In April 1996, due to health problems then being experienced by Mr. Schupak, the
Court ordered that the case be marked "off calendar" until plaintiff recovered
and was able to proceed with the litigation. In September 2002, more than six
years later, Mr. Schupak filed a motion to restore the case to the Court's
calendar. The Company filed papers in opposition to the motion on October 10,
2002, asserting that the motion should be denied on the ground that plaintiff
failed to timely comply with the terms of the Court's order concerning
restoration and, alternatively, on the ground of laches. The plaintiff filed
reply papers on November 4, 2002. On November 20, 2002, the court denied Mr.
Schupak's motion to restore the case to the calendar as "unnecessary and moot"
on the ground that the case had been improperly marked off calendar in the first
instance, ruled that the case therefore remained "active," and fixed a trial
date of March 4, 2003. On January 27, 2003, the parties reached agreement fully
and finally settling all of Mr. Schupak's claims in consideration of a payment
by the Company and the exchange of mutual general releases. The Stipulation and
Order of Dismissal with Prejudice was signed by counsel on February 11, 2003 and
ordered by the Judge and filed in the clerk's office on February 28, 2003.

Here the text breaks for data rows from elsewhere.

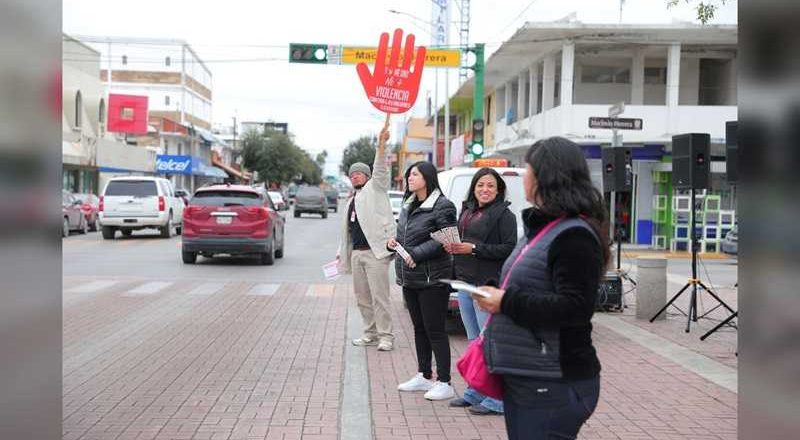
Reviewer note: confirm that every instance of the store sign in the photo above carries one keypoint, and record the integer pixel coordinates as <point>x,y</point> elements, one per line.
<point>168,164</point>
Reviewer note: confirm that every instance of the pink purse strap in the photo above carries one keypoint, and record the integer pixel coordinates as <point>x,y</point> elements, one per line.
<point>521,254</point>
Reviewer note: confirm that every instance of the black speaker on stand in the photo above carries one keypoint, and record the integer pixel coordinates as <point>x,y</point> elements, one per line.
<point>691,169</point>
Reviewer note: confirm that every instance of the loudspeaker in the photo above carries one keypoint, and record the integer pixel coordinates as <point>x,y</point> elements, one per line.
<point>691,160</point>
<point>617,169</point>
<point>732,151</point>
<point>609,293</point>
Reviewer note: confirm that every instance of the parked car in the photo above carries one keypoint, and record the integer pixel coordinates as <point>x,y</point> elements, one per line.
<point>396,200</point>
<point>232,220</point>
<point>310,199</point>
<point>278,201</point>
<point>333,199</point>
<point>183,195</point>
<point>134,203</point>
<point>730,243</point>
<point>72,218</point>
<point>90,205</point>
<point>455,184</point>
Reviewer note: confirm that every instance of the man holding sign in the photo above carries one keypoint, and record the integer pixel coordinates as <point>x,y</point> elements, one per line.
<point>368,225</point>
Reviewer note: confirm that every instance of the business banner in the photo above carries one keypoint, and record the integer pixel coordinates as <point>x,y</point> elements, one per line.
<point>169,164</point>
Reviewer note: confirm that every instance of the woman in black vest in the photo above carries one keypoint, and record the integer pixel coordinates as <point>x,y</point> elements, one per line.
<point>425,210</point>
<point>488,231</point>
<point>539,337</point>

The Company was named as one of 88 defendants in a patent infringement
complaint filed on November 23, 2001 by the Lemelson Medical, Education &
Research Foundation, Limited Partnership (the "Lemelson Foundation"). The
complaint, filed in the U.S. District Court in Arizona, was not served on the
Company until March 2002. In the complaint, the Lemelson Foundation accuses the
named defendants of infringing seven U.S. patents, which allegedly cover
"automatic identification" technology through the defendants' use of methods for
scanning production markings

29



such as bar codes. The Company received a letter dated November 27, 2001 from
attorneys for the Lemelson Foundation notifying the Company of the complaint and
offering a license. The Court entered a stay of the case on March 20, 2002,
requested by the Lemelson Foundation, pending the outcome of a related case in
Nevada being fought by bar code manufacturers. The trial in the Nevada case
began on November 18, 2002 and ended on January 17, 2003. The parties in the
Nevada case are now required to submit post trial briefs on or before May 16,
2003, and a decision is expected two months or more thereafter. The Order for
the stay in the Lemelson case provides that the Company need not answer the
complaint, although it has the option to do so. The Company has been invited to
join a common interest/joint-defense group consisting of defendants named in the
complaint as well as in other actions brought by the Lemelson Foundation. The
Company is currently in the process of analyzing the merits of the issues raised
by the complaint, notifying vendors of its receipt of the complaint and letter,
evaluating the merits of joining the joint-defense group, and having discussions
with attorneys for the Lemelson Foundation regarding the license offer. A
preliminary estimate of the royalties and attorneys' fees which the Company may
pay if it decides to accept the license offer from the Lemelson Foundation range
from approximately $125,000 to $400,000. The Company has decided to gather
further information, but will not agree to a settlement at this time, and, thus,
has not established a reserve.

In early March 2003, the Company learned that one of its business units
had engaged in certain travel transactions that may have constituted violations
under the provisions of U.S. government regulations promulgated pursuant to 50
U.S.C. App. 1-44, which proscribe certain transactions related to travel to
certain countries. See Note 12 to the Condensed Consolidated Financial
Statements.

In addition, the Company is involved in various routine lawsuits of a
nature that are deemed customary and incidental to its businesses. In the
opinion of management, the ultimate disposition of these actions will not have a
material adverse effect on the Company's financial position or results of
operations.

ITEM 5. OTHER INFORMATION

By letter dated May 2, 2001, the American Stock Exchange (the
"Exchange") notified the Company that it was below certain of the Exchange's
continued listing guidelines set forth in the Exchange's Company Guide. The
Exchange instituted a review of the Company's eligibility for continuing listing
of the Company's common stock on the Exchange. On January 17, 2002, the Company
received a letter dated January 9, 2002 from the Exchange confirming that the
Exchange determined to continue the Company's listing on the Exchange pending
quarterly reviews of the Company's compliance with the steps of its strategic
business realignment program. This determination was made subject to the
Company's favorable progress in satisfying the Exchange's guidelines for
continued listing and to the Exchange's periodic review of the Company's
Securities and Exchange Commission and other filings.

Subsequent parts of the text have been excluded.